Betriebsprüfungen, die in einem "freundlichen" oder "sachlich/neutralen" Klima ablaufen, führen im Durchschnitt zu deutlich geringeren Steuernachforderungen als solche, bei denen ein "angespanntes" oder gar "feindliches" Klima herrscht. Das ist das Ergebnis einer Umfrage, die die Wirtschaftsprüfungsgesellschaft Deloitte unter 733 großen Unternehmen durchgeführt hat.


Für kleine Selbstständige sind "steuerliche Außenprüfungen", wie die Betriebsprüfungen des Finanzamtes offiziell heißen, eher eine Seltenheit: Bei den "Kleinstbetrieben" mit 34.000 oder weniger Euro Jahresumsatz fand im Jahre 2009 lediglich in einem von 92 Unternehmen eine Betriebsprüfung statt.
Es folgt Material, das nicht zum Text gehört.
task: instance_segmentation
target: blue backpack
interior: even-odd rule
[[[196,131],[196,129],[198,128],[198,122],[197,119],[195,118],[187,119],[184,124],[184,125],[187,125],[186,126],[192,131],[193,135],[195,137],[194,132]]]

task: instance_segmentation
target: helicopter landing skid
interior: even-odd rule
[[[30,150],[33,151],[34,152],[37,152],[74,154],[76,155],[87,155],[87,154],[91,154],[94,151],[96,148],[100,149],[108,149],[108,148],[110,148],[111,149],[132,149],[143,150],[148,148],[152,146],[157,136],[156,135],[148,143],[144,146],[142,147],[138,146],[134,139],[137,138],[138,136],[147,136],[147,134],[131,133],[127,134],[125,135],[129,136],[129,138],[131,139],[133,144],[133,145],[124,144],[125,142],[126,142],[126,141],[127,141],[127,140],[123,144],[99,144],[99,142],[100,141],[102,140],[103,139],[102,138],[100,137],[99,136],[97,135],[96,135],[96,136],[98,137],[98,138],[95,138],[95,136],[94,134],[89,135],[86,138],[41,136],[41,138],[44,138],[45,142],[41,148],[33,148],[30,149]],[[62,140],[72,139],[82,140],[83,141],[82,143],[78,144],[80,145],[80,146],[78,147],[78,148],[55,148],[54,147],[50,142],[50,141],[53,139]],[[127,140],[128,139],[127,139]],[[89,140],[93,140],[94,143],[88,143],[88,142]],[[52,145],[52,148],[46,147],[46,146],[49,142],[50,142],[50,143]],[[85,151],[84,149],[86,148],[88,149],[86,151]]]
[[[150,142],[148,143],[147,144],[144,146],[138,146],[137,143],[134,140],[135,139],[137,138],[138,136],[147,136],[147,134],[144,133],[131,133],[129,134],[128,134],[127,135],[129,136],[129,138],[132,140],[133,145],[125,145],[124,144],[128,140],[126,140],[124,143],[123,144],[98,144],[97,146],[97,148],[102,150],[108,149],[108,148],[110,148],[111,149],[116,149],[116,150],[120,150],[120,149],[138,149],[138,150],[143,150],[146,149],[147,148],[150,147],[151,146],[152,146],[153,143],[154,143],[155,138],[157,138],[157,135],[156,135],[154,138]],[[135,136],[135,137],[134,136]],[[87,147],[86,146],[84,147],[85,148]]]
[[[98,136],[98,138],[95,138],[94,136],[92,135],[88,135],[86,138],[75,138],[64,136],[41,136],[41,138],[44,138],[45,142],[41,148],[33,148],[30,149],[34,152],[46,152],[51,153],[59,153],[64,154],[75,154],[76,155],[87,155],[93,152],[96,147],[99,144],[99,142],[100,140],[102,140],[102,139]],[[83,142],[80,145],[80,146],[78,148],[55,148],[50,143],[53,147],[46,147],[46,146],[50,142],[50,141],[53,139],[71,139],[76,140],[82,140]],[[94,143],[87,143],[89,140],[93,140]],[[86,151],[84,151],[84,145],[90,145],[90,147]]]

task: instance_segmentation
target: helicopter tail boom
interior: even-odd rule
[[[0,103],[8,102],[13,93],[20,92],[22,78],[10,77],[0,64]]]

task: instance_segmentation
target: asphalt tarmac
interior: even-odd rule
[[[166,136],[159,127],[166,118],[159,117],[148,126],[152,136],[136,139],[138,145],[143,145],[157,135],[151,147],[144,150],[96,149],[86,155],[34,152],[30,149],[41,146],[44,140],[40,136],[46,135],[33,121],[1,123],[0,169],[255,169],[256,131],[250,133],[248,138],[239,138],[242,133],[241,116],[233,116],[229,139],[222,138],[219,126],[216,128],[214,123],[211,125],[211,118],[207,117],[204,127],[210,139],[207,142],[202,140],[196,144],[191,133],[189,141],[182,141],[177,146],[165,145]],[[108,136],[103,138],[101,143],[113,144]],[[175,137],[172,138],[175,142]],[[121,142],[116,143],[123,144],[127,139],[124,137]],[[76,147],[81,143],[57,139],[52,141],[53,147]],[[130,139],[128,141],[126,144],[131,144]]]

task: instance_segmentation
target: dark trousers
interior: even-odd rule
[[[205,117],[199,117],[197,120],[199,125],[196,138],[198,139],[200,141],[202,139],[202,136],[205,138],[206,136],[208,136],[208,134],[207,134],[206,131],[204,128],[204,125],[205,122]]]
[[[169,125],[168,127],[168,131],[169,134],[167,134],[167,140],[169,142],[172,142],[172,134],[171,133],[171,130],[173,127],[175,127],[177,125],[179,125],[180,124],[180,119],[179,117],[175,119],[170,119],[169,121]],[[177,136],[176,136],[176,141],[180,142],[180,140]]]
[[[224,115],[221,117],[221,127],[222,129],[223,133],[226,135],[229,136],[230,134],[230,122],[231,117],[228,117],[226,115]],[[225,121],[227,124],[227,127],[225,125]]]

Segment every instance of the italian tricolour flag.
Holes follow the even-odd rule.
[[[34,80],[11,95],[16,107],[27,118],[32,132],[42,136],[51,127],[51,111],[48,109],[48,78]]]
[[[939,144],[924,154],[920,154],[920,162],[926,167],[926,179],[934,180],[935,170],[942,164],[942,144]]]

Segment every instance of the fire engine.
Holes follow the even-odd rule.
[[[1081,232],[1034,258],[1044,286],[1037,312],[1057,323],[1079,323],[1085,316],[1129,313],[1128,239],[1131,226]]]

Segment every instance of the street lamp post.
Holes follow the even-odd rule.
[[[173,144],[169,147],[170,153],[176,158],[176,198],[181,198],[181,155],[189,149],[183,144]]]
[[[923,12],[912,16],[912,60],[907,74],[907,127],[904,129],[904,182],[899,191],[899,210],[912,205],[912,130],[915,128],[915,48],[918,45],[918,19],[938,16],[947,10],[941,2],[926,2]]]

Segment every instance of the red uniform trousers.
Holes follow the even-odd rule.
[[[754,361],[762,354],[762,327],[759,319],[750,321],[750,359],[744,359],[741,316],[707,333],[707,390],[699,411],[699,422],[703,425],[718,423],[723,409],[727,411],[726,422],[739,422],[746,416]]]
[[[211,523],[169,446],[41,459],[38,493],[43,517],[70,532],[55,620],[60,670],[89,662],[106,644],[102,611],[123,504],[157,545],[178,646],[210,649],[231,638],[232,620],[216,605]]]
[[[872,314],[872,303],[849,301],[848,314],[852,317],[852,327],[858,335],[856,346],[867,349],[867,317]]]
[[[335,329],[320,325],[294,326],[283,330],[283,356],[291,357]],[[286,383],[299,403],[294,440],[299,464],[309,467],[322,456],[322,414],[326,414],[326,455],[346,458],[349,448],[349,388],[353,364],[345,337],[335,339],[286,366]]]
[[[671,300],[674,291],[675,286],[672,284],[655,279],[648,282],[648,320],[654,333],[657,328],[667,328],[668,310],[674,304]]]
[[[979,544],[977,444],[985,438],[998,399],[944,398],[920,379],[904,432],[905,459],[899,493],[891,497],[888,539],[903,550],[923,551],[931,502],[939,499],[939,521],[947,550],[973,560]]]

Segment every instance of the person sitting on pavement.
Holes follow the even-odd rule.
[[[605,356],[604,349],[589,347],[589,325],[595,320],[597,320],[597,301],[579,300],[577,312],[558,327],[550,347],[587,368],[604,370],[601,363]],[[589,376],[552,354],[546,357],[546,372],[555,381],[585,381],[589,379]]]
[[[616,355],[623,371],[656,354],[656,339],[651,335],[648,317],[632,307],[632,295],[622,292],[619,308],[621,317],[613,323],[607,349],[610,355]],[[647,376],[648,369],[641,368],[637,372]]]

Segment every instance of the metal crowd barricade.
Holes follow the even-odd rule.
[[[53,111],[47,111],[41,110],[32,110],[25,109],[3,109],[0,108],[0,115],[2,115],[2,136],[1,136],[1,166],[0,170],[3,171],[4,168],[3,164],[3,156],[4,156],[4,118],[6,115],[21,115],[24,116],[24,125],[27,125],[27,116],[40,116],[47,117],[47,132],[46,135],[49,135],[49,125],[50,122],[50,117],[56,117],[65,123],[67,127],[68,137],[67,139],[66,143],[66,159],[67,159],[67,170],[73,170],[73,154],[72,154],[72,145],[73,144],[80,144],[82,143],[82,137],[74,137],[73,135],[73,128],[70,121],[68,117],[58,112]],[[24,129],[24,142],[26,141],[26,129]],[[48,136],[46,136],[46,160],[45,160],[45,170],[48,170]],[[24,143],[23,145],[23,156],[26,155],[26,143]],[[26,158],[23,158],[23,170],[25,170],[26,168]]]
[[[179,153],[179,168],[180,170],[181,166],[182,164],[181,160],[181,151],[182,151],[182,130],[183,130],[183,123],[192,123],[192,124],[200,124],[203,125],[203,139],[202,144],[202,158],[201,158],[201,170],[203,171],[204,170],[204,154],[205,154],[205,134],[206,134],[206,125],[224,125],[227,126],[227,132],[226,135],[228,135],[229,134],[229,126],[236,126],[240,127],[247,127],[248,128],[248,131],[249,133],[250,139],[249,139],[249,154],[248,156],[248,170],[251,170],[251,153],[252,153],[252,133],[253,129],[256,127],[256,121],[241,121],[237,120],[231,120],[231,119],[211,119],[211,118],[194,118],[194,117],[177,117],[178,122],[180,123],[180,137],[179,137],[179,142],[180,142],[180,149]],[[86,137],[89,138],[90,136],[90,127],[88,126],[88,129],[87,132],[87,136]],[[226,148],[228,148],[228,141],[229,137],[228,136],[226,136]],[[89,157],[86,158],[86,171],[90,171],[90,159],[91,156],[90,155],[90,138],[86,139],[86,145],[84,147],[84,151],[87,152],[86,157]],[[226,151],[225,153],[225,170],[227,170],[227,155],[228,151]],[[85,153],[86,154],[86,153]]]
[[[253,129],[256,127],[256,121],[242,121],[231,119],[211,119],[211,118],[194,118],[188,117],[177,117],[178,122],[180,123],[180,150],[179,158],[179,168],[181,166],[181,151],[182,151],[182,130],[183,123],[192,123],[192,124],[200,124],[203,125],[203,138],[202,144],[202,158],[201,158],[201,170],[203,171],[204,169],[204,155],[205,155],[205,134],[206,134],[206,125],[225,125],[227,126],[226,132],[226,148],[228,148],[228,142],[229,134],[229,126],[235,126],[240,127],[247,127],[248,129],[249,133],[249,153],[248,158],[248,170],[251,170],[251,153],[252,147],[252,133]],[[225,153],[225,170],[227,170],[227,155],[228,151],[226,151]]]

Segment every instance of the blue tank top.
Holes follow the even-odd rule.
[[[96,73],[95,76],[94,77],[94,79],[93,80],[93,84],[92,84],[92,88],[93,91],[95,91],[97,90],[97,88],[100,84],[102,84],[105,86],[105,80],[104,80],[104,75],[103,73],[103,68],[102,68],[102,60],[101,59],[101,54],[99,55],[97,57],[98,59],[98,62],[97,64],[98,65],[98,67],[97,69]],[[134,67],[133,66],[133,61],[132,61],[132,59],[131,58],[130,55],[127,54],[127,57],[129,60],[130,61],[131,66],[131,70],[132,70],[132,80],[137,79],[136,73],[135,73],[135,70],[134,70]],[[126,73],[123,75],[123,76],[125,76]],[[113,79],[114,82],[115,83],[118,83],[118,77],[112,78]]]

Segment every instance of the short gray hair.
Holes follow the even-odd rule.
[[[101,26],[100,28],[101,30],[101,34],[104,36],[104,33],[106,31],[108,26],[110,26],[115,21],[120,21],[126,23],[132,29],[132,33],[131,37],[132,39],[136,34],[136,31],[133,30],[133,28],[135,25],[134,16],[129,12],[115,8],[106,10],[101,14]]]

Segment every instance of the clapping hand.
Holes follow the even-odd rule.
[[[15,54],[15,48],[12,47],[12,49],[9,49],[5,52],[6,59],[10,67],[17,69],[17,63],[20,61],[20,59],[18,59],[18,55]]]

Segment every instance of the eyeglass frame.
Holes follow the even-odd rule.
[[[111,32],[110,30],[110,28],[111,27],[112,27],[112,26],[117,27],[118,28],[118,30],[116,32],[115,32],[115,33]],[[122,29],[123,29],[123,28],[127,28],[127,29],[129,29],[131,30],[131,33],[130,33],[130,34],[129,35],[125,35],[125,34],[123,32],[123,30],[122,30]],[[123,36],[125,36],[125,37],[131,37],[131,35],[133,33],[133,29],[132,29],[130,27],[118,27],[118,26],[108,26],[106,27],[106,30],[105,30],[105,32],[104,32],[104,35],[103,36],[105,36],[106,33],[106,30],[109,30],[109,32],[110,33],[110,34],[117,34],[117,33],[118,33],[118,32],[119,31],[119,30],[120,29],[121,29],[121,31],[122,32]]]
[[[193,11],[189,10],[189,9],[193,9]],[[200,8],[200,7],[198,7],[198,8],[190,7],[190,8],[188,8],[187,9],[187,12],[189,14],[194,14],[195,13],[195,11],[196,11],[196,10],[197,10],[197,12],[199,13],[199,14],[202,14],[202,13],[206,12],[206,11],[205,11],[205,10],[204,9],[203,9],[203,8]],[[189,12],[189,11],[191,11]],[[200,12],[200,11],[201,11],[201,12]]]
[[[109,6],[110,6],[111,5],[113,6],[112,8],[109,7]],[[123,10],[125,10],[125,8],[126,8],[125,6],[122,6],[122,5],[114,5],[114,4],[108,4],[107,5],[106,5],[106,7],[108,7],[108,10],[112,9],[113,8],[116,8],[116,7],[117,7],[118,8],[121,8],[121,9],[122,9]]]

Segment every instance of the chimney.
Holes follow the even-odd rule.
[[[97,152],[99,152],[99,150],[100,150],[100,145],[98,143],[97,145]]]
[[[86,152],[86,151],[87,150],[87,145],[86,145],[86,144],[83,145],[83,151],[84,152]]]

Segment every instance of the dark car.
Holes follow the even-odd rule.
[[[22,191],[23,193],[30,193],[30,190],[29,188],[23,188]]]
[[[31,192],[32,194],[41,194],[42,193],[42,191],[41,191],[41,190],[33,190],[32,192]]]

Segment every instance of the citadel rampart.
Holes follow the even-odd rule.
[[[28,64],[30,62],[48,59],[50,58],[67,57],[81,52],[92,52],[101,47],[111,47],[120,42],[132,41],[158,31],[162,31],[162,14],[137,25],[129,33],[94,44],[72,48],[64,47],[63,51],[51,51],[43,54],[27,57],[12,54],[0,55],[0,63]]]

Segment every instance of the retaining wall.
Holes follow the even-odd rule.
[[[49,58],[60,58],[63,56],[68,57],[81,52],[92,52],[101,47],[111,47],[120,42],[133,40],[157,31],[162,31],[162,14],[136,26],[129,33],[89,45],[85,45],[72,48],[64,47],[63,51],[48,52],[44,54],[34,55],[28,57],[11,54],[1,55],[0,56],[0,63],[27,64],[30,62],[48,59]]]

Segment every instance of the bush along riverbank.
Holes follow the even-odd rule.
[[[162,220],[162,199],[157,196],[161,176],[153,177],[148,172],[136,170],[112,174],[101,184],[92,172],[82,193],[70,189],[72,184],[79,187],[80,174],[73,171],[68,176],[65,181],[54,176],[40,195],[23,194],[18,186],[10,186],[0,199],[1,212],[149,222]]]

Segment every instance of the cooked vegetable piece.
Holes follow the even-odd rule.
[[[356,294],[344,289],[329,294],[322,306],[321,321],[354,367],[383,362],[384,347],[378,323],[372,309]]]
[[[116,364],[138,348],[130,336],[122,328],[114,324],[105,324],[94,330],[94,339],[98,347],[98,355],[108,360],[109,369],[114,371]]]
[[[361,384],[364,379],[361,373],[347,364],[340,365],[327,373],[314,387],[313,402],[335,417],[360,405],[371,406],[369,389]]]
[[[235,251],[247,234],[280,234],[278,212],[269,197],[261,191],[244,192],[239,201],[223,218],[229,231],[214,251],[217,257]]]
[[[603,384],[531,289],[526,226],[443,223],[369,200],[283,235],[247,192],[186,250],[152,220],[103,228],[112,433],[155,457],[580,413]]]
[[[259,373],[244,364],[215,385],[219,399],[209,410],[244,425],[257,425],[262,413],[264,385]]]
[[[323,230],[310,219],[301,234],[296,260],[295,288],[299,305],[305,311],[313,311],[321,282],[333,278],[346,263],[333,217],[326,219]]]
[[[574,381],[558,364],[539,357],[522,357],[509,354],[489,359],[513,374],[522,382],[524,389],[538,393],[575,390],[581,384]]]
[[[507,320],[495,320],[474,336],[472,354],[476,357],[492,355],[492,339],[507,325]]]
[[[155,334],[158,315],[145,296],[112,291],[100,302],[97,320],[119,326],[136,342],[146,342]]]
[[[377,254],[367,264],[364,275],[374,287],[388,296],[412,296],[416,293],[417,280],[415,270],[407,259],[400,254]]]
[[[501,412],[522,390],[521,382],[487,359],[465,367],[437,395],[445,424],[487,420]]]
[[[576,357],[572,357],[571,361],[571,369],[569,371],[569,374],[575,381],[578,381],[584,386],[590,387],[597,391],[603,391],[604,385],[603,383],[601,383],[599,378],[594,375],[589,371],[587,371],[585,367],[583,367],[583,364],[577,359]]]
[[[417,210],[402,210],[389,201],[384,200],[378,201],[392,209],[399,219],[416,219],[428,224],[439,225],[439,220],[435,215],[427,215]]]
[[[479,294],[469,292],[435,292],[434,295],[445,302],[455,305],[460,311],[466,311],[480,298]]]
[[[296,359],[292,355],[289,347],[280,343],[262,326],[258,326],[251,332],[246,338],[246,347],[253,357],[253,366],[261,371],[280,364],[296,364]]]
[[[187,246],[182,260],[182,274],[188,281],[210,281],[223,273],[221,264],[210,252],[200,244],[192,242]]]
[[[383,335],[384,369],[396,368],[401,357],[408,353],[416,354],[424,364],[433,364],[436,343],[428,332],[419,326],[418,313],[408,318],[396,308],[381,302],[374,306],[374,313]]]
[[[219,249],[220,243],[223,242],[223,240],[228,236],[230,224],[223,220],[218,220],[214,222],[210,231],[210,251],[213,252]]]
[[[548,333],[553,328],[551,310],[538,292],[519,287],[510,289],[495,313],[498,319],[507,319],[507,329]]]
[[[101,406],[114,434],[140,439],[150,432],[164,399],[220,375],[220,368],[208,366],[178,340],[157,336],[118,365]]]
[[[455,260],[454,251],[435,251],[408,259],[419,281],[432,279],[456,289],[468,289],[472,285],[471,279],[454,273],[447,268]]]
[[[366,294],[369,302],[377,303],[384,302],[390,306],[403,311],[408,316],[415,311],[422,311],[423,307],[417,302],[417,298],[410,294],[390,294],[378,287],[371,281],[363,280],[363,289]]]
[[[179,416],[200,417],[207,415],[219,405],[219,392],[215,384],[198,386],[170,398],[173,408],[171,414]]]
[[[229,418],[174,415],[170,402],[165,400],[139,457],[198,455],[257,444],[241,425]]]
Was bedeutet, dass die meisten in ihrem gesamten Berufsleben ohne jede Betriebsprüfung auskommen.

Verständlich also, dass die Wirtschaftsprüfungsgesellschaft Deloitte & Touche GmbH in ihrer Umfrage fast nur Betriebe mit mehr als 10 Millionen Euro Umsatz befragt hat. Die Ergebnisse zeigen aber eine Systematik, die sich durchaus auf kleinere Unternehmen übertragen lässt.

Erstes interessantes Ergebnis: Dort, wo die Betriebsprüfung in einem angespannten oder feindlichen Klima ablief, kam es wesentlich häufiger zu "relevanten" oder "sehr starken" Mehrbelastungen in Form von Steuernachforderungen. Solche Erlebnisse sind jedoch die Ausnahme: Die Mehrzahl der Prüfungen lief in einem "freundlichen" (45%) oder "sachlich/neutralen" (43%) Klima ab.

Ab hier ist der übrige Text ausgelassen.